【書評】「勝間式超ロジカル料理」ただの料理本ではない!

経済評論家の勝間和代氏が、自身の経験をふまえて料理の効率化を徹底的に研究・実践した内容を伝授してくれる一冊。

仕事に育児に忙しく家事に追われている人は多いです。

中でも、毎日の献立・食事作りが一番の負担になっていませんか?

洗濯や皿洗い、掃除は、いざとなれば機械がやってくれるのに、食事作りだけは機械にすべてを任せられません。

コックさんを雇って料理を作ってもらいたい!

そのくらい食事作りが負担になっています。

一人暮らしをしていた若い頃より、家庭をもった今の方が料理が嫌になっている・・・

これまでに家事を楽にする系の本を何冊も読んで実践してきましたが、どれも長続きしませんでした。

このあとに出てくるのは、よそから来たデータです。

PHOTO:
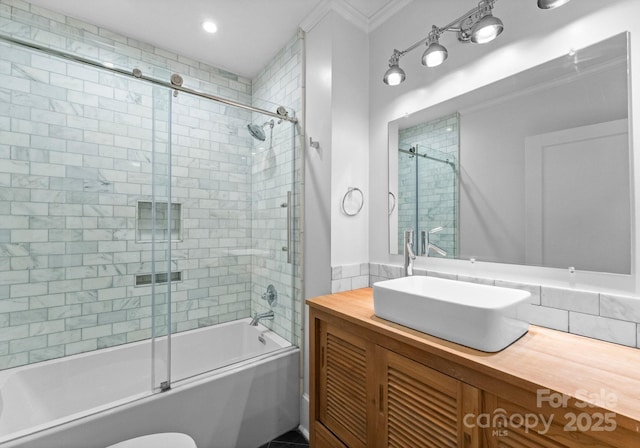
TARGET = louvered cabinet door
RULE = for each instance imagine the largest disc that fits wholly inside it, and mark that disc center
(344, 397)
(421, 407)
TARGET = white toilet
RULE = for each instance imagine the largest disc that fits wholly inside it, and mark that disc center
(160, 440)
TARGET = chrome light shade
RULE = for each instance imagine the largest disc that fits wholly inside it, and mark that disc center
(486, 29)
(550, 4)
(394, 76)
(434, 55)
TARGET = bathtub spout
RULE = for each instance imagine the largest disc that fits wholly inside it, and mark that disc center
(262, 316)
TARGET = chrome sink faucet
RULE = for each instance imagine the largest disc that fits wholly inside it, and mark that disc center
(268, 315)
(409, 256)
(428, 246)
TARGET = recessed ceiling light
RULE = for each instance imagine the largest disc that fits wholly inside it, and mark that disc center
(209, 27)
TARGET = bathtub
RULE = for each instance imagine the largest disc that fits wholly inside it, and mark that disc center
(248, 395)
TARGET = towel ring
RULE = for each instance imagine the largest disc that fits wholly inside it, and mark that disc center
(393, 206)
(347, 194)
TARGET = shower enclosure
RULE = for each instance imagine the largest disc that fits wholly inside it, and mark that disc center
(133, 207)
(427, 190)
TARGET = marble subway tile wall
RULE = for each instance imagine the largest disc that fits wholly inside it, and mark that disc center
(80, 149)
(608, 317)
(436, 187)
(276, 164)
(348, 277)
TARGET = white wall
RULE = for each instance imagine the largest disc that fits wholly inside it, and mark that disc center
(350, 142)
(337, 117)
(531, 37)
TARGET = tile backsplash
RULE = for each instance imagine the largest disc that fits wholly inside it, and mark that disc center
(608, 317)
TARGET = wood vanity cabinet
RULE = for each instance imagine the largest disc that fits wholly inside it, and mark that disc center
(369, 396)
(375, 384)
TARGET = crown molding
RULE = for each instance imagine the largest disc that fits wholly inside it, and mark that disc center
(348, 12)
(386, 12)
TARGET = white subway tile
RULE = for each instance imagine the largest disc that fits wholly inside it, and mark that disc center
(620, 307)
(545, 317)
(571, 300)
(618, 331)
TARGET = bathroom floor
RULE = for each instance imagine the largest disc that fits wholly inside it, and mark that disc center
(291, 439)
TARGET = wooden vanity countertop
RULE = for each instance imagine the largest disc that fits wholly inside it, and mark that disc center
(561, 362)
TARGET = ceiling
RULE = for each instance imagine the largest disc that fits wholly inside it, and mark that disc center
(250, 32)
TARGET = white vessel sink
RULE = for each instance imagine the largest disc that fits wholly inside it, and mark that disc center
(478, 316)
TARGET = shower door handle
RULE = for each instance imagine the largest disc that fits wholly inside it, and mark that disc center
(287, 205)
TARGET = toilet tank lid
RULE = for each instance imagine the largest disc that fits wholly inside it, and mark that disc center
(160, 440)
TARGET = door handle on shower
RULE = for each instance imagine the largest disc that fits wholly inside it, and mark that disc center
(287, 205)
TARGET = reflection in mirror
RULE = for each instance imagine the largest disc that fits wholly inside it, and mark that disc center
(428, 185)
(539, 174)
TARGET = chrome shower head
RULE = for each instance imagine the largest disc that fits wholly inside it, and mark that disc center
(257, 132)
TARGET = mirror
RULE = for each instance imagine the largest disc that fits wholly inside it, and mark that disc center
(533, 169)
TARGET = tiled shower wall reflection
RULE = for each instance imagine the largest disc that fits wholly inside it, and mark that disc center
(76, 161)
(428, 185)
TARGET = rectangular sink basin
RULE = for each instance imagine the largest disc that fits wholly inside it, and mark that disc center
(482, 317)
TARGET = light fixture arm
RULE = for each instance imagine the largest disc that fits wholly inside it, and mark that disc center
(478, 25)
(471, 15)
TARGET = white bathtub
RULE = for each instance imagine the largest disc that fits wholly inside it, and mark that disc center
(250, 395)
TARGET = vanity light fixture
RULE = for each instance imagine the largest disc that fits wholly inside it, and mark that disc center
(478, 26)
(435, 54)
(550, 4)
(394, 75)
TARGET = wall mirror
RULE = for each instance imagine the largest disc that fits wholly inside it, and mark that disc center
(533, 169)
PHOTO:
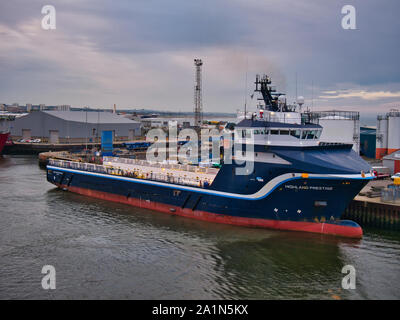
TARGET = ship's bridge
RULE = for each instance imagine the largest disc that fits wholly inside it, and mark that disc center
(280, 129)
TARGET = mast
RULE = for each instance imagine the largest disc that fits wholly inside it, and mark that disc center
(198, 103)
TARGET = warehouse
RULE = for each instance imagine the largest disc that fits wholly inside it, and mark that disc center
(73, 126)
(392, 161)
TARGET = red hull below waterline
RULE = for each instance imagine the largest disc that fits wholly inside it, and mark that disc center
(314, 227)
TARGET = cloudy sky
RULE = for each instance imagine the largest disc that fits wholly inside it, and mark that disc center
(139, 53)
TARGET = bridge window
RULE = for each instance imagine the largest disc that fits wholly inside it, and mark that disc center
(295, 133)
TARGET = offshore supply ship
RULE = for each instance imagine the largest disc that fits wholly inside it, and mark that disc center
(296, 182)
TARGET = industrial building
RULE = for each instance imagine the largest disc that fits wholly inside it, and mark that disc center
(368, 142)
(392, 161)
(388, 133)
(73, 126)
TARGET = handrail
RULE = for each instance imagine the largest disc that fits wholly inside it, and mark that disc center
(138, 173)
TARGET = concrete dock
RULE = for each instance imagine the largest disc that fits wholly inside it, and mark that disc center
(372, 211)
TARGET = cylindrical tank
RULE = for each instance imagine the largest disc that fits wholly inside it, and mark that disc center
(381, 136)
(393, 131)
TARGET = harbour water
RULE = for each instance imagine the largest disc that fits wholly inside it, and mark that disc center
(103, 250)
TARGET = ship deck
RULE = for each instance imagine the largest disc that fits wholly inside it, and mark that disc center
(171, 173)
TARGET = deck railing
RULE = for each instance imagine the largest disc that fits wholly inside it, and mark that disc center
(111, 167)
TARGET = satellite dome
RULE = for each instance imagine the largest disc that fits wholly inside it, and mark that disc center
(300, 100)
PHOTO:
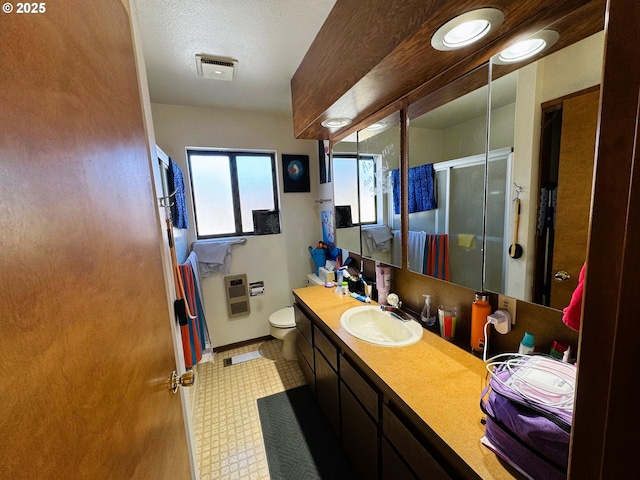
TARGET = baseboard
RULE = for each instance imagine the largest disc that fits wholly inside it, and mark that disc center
(231, 346)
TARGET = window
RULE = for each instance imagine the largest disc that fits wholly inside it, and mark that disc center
(227, 186)
(345, 176)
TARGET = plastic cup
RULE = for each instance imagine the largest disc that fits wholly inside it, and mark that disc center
(448, 318)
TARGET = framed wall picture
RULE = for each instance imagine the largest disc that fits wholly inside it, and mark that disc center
(295, 173)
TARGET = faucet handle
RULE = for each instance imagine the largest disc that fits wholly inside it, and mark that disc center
(394, 300)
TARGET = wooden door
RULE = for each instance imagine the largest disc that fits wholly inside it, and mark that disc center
(575, 176)
(86, 350)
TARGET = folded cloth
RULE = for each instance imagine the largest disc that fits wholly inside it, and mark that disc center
(467, 240)
(213, 257)
(396, 251)
(416, 243)
(378, 238)
(572, 314)
(175, 183)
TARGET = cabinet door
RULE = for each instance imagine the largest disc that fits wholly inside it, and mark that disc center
(418, 458)
(359, 435)
(327, 391)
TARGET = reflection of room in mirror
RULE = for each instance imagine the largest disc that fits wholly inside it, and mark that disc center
(363, 164)
(548, 80)
(446, 238)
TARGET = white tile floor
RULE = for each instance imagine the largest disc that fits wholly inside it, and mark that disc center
(227, 425)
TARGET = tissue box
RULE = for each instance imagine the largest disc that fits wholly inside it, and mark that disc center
(326, 275)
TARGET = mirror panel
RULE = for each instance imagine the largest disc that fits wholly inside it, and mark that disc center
(518, 98)
(379, 190)
(447, 137)
(344, 158)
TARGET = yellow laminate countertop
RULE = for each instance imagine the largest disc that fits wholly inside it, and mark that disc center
(440, 382)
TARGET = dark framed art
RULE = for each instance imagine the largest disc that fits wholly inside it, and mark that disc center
(295, 173)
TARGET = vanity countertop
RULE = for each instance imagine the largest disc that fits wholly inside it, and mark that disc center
(440, 382)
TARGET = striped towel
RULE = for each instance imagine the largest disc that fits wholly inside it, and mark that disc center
(436, 256)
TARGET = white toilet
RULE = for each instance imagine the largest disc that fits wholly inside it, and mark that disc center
(283, 327)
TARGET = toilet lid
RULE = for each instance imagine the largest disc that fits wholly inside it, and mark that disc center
(284, 318)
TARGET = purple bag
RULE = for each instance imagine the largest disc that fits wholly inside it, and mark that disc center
(530, 435)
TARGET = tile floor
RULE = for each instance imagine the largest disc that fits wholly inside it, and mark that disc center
(227, 425)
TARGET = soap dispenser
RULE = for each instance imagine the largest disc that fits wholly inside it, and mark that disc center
(480, 310)
(426, 316)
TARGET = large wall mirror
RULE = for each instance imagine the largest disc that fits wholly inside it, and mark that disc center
(366, 186)
(447, 153)
(547, 110)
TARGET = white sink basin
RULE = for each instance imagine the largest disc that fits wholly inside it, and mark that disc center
(373, 325)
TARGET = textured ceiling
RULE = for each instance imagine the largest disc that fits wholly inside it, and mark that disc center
(269, 38)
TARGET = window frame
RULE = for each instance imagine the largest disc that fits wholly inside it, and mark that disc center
(232, 155)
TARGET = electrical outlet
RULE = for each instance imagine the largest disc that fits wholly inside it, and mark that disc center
(508, 304)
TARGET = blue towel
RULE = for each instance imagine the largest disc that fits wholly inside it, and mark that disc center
(395, 184)
(421, 194)
(175, 182)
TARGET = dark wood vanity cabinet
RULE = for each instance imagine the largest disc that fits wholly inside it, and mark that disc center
(327, 387)
(405, 447)
(379, 441)
(359, 405)
(304, 344)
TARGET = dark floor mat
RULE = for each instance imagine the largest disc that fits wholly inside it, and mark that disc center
(299, 441)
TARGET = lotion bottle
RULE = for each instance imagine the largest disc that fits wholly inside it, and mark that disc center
(426, 316)
(480, 310)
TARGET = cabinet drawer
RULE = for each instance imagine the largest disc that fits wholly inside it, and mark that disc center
(360, 387)
(414, 453)
(309, 376)
(305, 348)
(304, 324)
(327, 348)
(393, 468)
(359, 435)
(327, 392)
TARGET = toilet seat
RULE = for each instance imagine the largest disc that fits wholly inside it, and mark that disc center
(283, 318)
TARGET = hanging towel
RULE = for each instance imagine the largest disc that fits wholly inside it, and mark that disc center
(421, 189)
(213, 257)
(192, 260)
(416, 244)
(193, 331)
(395, 186)
(378, 238)
(175, 183)
(572, 314)
(436, 256)
(396, 250)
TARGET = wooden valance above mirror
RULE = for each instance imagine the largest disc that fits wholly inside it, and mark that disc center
(364, 59)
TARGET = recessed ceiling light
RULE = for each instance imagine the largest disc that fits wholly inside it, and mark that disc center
(466, 29)
(527, 48)
(377, 126)
(336, 122)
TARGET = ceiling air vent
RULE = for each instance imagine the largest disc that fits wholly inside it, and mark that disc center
(216, 68)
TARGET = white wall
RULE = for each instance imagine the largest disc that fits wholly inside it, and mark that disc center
(281, 261)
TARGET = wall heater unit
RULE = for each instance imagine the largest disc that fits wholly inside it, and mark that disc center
(237, 290)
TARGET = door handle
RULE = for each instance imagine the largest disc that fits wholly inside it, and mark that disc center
(187, 379)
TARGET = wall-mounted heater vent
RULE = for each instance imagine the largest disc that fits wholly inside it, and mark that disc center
(237, 290)
(216, 68)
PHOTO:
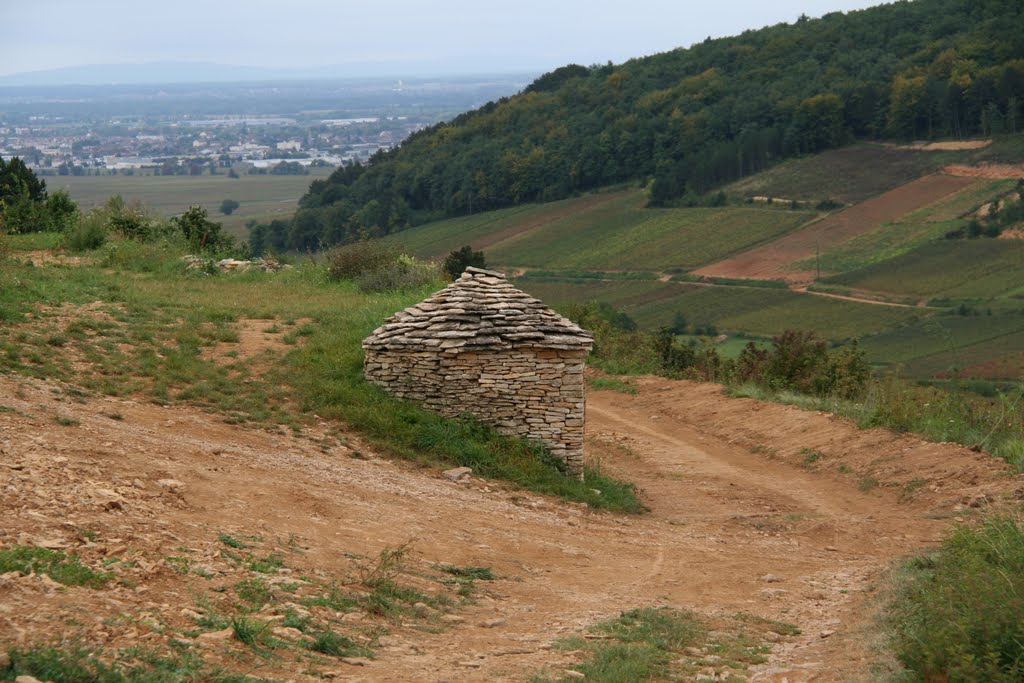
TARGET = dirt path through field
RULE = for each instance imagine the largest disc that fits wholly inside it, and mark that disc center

なぜならそれらの本のほとんどが結果的に料理が楽になることはなかったからです。

例えば週末の下ごしらえや副菜の作り置き、冷凍術、出来た時はその後が楽ですが、そのうち週末がしんどくなりました。

圧力鍋、保温鍋、オーブン、レンジ、とても便利ですが食事作りが楽になるほど使いこなせていない。

この本はこれまで読んだ本とは全く違う視点と思考があります。

こんな方におすすめ

  • 忙しくて食事作りにいつも追われている方
  • 料理が苦手で嫌になっている方
  • 楽に調理したいが健康のことも考えている方
  • 調理家電のフル活用に抵抗がある方
  • 本の紹介

    著者の見解がまず述べられています。

    ”家事の中で料理だけが進化することなく、多くの人たちがいつまでも古い調理法にとらわれており、いつまでも幸福度が上がらない”

    無意識に長く培われてきた常識を自分が持っていることにハッと気付かされます。意外と多くの人がこのことに気付いていないのかもしれません。

    じっくり手間ひまかけて作り上げる食も私は好きですし、否定はしません。

    しかし、毎日となると精神的にも肉体的にも疲弊し苦痛となります。

    本書で紹介する料理負担軽減の鍵は、ズバリ「調理家電」「思考改革」です。

    著者はヘルシオオーブン2台、ヘルシオ調理鍋2台をフル稼働、他にの多くの調理家電を使用しています。買い物も宅配、と現代のテクノロジーを極端なほどまでに活用しています。

    ちょっとやり過ぎでない・・・???とも思うとこありますが、

    家事稼働時間の計算、味付けの計算でいかに負担が減るかを証明し、説得力があります。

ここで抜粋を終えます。